Expression of Endothelial NO Synthase, Inducible NO Synthase, and Estrogen Receptors Alpha and Beta in Placental Tissue of Normal, Preeclamptic, and Intrauterine Growth-restricted Pregnancies

• Published in: The journal of histochemistry and cytochemistry Vol. 53; no. 12; pp. 1441 - 1449
• Main Authors: Schiessl, Barbara, Mylonas, Ioannis, Hantschmann, Peer, Kuhn, Christina, Schulze, Sandra, Kunze, Susi, Friese, Klaus, Jeschke, Udo
• Format: Journal Article
• Language: English
• Published: Los Angeles, CA Histochemical Soc 01.12.2005; SAGE Publications
• Subjects: Blotting, Western; Estrogen Receptor alpha - biosynthesis; Estrogen Receptor beta - biosynthesis; Female; Fetal Growth Retardation - metabolism; Humans; Immunohistochemistry; Nitric Oxide Synthase Type II - biosynthesis; Nitric Oxide Synthase Type III - biosynthesis; Placenta - metabolism; Pre-Eclampsia - metabolism; Pregnancy; estrogen receptor alpha/beta; intrauterine growth restriction; nitric oxide synthases; preeclampsia
• ISSN: 0022-1554; 1551-5044
• DOI: 10.1369/jhc.4A6480.2005

In the physiology of placental blood circulation, nitric oxide (NO) synthases seem to play important roles, although their expression in pathological placentas and their role is still unclear. In addition, NO synthase activation seems to be related to estrogen receptor expression. Therefore, the aims of this study were to investigate the expression of estrogen receptors alpha (ERα), estrogen receptor beta (ER and the endothelial NO synthase (eNOS), and inducible NO synthase (iNOS) in intrauterine growth-restricted (IUGR) placentas, preeclamptic placentas, and in normal healthy control placentas. Slides of paraffin-embedded placental tissue were obtained after delivery from patients diagnosed with IUGR, preeclampsia, and normal term placentas and analyzed for eNOS, iNOS as well as ERα and ERβ expression.
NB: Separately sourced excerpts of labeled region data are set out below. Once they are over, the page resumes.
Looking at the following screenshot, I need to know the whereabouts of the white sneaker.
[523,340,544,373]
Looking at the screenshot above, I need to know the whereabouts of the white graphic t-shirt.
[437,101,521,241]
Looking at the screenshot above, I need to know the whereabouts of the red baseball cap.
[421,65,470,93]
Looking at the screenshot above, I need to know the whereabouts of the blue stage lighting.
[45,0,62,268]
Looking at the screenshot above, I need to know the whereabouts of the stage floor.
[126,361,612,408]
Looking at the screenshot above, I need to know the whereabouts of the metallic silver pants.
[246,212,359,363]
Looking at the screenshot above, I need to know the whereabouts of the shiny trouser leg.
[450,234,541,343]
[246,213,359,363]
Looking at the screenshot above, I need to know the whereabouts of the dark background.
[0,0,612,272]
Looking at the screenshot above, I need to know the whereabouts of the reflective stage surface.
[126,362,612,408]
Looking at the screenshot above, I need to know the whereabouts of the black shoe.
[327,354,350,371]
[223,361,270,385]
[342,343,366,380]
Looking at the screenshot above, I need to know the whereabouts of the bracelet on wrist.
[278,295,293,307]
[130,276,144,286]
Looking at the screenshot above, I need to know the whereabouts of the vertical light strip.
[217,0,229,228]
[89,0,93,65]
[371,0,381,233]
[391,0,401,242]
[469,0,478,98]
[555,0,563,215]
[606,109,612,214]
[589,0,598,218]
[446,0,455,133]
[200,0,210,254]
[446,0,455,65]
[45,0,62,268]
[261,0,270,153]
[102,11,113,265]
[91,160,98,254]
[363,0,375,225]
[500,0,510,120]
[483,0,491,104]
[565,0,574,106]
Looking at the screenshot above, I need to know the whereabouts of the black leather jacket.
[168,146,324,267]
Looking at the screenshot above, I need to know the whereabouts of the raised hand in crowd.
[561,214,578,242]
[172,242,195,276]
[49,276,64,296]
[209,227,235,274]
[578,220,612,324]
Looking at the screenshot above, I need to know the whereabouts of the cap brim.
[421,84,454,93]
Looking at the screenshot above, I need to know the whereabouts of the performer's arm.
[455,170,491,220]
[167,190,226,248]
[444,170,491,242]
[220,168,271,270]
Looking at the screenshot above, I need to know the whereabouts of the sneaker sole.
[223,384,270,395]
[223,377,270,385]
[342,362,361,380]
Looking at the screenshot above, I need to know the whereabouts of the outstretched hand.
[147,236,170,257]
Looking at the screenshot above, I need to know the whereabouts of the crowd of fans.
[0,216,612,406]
Intensity of immunohistochemical reaction was analyzed using a semiquantitative score and statistical analysis was performed. In addition, Western blot experiments were performed for comparison of staining intensities obtained by immunohis-tochemistry and western blot. Expression of eNOS, iNOS, and ERβ is significantly reduced in trophoblast cells of placentas with IUGR. However, preeclamptic placentas demonstrated a significant elevated expression intensity of these proteins compared with normal controls. A different expression of eNOS, iNOS, ERα, and ERβ by human trophoblast cells seems to results in lower NO output and impaired trophoblast invasion. Results obtained in our study provide evidence that reduced expression of the investigated proteins is related to IUGR.